Luxottica is a new addition to the Global Leaders portfolio.
Italian sunglasses & frames maker Luxottica and French optical lens maker Essilor have announced a €46bn “merger of equals”. When it is completed, it will represent one of the largest cross-border deals attempted by European companies, and the news was well-received by the market. The stock of both companies rose +8% and +12%, respectively, on the day of the announcement.
The marriage makes strategic sense, considering the highly complementary nature of the two businesses, which are already leaders in their respective fields. Luxottica is known for their strong brand portfolio: 7 proprietary brands including Ray-Ban and Oakley, and over 20 licensed designer brands incl. D&G, Bulgari, Chanel. They also have a notable retail presence including Sunglass Hut, LensCrafters, Sears Optical, among others. Its size dwarfs the next largest competitor Safilo (also Italian) by almost 6 times. Essilor, who controls over a quarter of the global lens market, also houses over 13 brands including Essilor, Varilux and Crizal.
In recent years, the two companies have been tentatively treading onto each other’s turf, evidenced by Luxottica developing lens finishing techniques in-house and Essilor acquiring sunglass maker Costa and moving into online spectacle lens retailing. The merger, should it go through, will diffuse the escalating tension between the two and instead create the world’s largest integrated eyewear entity with a pro-forma revenue of over €15bn and operations in over 150 countries. Together, they will dominate the €90bn eyewear industry with an estimated 15% market share.
This is a textbook example of vertical integration. The merger will strengthen the competitive positions for both companies, and offer their customers more integrated eyecare solutions. As Essilor is a supplier to Luxottica, it will create ample opportunities to streamline and optimise operations from production to distribution. We can expect joint R&D efforts, cross-selling potential, an improved product mix, and closer consumer engagement. Essilor will be able to leverage Luxottica’s extensive retail channels (of which it had a minimal exposure), and vice versa with Luxottica building their presence online. Essilor is expected play a larger role in Luxottica’s supply chain, increasing from the current ~30% level to supply ~90% of Luxottica’s lenses. The companies forecasted a target of €400-600mn in synergies over the medium term, of which around half will come from revenue synergies, a third from supply chain benefits and the rest from cost.
The new entity “EssilorLuxottica” will be based in France (thereby enjoying a lower overall tax rate), with Leonardo Del Vecchio (founder of Luxottica) taking the roles of the Executive Chairman and CEO, and Hubert Sagnières (CEO of Essilor) serving as Executive Vice-Chairman & Deputy CEO with equal powers. Following the transaction, Delfin, the holding company of Del Vecchio, will contribute its entire 62% stake in Luxottica for Essilor shares. He will remain the largest shareholder of the new entity with 31-38% shareholding, with voting rights capped at 31%. This resolves the succession issue that has been plaguing Luxottica, for some time now, given the 20 years’ age gap between Del Vecchio (aged 81) and Sagnières (aged 61).

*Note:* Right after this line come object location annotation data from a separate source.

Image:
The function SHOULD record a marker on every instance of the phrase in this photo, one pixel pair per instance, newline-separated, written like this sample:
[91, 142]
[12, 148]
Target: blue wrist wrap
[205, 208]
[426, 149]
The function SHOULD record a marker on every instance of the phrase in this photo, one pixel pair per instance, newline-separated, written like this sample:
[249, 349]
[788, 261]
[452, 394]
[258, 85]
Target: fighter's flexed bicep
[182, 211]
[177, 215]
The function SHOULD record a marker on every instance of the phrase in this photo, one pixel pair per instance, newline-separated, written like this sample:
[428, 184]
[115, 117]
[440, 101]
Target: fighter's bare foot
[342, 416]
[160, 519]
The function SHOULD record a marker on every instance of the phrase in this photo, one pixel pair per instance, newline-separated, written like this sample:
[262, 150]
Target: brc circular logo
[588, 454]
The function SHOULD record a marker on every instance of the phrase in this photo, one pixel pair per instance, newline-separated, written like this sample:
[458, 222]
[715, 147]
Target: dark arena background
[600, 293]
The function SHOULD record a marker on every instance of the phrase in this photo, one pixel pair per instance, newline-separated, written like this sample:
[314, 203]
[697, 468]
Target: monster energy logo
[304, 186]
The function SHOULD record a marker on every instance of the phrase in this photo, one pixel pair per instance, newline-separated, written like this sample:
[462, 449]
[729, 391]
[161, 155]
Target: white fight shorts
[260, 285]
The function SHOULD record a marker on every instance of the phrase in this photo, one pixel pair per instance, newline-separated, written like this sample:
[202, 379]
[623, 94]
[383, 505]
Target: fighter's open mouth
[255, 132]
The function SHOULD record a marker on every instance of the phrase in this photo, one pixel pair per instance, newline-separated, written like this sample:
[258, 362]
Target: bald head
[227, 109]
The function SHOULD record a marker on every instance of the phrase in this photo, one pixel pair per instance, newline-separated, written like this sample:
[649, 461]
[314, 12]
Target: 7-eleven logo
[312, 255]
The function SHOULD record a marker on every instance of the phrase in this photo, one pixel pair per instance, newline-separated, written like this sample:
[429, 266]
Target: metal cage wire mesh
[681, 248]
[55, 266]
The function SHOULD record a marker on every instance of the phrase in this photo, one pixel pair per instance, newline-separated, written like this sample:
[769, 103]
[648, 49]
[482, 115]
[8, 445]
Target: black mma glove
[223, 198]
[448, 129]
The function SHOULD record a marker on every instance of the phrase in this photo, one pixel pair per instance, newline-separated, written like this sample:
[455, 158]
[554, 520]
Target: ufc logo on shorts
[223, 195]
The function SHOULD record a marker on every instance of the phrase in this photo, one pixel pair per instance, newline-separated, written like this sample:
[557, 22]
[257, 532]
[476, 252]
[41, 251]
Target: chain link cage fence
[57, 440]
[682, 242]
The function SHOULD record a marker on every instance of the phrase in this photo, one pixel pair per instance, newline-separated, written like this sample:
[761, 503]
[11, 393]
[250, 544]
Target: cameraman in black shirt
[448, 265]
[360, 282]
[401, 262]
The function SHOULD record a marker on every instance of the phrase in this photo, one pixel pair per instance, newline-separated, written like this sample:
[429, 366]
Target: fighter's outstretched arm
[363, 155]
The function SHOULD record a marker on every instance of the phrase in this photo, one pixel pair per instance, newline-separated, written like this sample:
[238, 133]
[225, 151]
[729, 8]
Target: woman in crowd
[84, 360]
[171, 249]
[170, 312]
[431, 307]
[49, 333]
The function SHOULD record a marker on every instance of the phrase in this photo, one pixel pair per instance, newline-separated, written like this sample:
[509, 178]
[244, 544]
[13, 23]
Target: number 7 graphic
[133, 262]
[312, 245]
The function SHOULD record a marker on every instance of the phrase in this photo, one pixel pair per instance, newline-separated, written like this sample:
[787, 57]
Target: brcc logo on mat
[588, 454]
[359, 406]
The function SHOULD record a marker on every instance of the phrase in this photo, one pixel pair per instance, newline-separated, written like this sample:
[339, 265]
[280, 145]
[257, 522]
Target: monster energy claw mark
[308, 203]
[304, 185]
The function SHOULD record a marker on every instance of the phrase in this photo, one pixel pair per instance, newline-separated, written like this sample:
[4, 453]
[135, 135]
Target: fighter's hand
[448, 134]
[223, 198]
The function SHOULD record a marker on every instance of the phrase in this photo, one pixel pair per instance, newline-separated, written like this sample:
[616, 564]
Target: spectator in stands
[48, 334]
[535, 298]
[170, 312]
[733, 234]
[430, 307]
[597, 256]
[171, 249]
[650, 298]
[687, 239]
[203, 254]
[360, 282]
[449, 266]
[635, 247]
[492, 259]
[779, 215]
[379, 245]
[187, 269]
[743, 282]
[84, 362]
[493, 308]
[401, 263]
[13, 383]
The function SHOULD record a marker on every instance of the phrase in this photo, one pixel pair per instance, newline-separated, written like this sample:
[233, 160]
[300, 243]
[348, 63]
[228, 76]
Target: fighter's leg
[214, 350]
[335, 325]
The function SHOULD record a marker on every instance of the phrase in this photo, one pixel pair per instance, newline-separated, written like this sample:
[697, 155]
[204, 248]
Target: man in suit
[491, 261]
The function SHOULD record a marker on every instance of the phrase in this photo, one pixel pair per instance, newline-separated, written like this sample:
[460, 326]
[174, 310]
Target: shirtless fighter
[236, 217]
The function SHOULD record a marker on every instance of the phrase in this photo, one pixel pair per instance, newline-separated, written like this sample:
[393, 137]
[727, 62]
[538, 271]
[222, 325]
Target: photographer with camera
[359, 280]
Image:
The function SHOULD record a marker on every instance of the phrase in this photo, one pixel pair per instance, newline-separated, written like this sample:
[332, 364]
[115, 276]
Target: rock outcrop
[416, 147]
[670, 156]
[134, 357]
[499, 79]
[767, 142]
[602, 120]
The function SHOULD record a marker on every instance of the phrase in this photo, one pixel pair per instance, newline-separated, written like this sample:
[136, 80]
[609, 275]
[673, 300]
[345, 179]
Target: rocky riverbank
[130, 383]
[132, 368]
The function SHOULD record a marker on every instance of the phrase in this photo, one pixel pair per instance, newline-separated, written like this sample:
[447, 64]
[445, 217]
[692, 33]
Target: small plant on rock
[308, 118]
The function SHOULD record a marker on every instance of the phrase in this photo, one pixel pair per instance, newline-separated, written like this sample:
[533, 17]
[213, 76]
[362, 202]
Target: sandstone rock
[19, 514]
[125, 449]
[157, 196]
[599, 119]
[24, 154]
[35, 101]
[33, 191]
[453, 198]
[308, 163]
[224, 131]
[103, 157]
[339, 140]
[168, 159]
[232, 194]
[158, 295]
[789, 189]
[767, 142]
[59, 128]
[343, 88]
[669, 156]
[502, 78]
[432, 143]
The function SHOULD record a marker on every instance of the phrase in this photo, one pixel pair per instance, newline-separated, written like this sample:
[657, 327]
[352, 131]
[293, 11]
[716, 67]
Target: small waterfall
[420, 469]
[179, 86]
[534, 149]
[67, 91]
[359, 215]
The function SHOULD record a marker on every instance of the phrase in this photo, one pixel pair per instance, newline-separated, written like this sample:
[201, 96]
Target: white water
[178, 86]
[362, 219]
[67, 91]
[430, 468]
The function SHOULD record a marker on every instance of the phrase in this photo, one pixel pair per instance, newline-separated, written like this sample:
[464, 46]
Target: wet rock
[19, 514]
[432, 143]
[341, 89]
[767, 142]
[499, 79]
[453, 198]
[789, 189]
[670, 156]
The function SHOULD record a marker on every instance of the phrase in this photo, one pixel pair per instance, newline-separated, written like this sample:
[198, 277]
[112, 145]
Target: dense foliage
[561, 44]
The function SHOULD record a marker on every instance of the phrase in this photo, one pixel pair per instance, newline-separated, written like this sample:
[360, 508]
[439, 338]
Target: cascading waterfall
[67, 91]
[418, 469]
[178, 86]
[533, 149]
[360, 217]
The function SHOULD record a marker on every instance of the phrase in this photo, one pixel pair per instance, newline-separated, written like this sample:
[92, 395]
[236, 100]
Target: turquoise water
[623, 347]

The regulatory risk of anti-trust actions is not a major concern as the deal is vertical, so the scope of customer choice remains largely unchanged, and while 15% market share is a large number for a single entity, the combined entity will still operate in a fragmented market with many smaller, regional and unbranded players. Further, as neither company demands exclusivity from their distributors, which should not compromise distributors’ ability to sell to other providers.
Luxottica was approved as a Cerno Global Leader in 2015 and we have now initiated an investment. Our assessment is that the potential for the joint entity is much greater than on a standalone basis, provided the deal proceeds to its expected conclusion which we expect in the second half of this year. Their competitors, specifically lens maker Hoya and Carl Zeiss, have reasons to worry, as well as smaller independent optical retailers, as their supplier just became their direct competitor.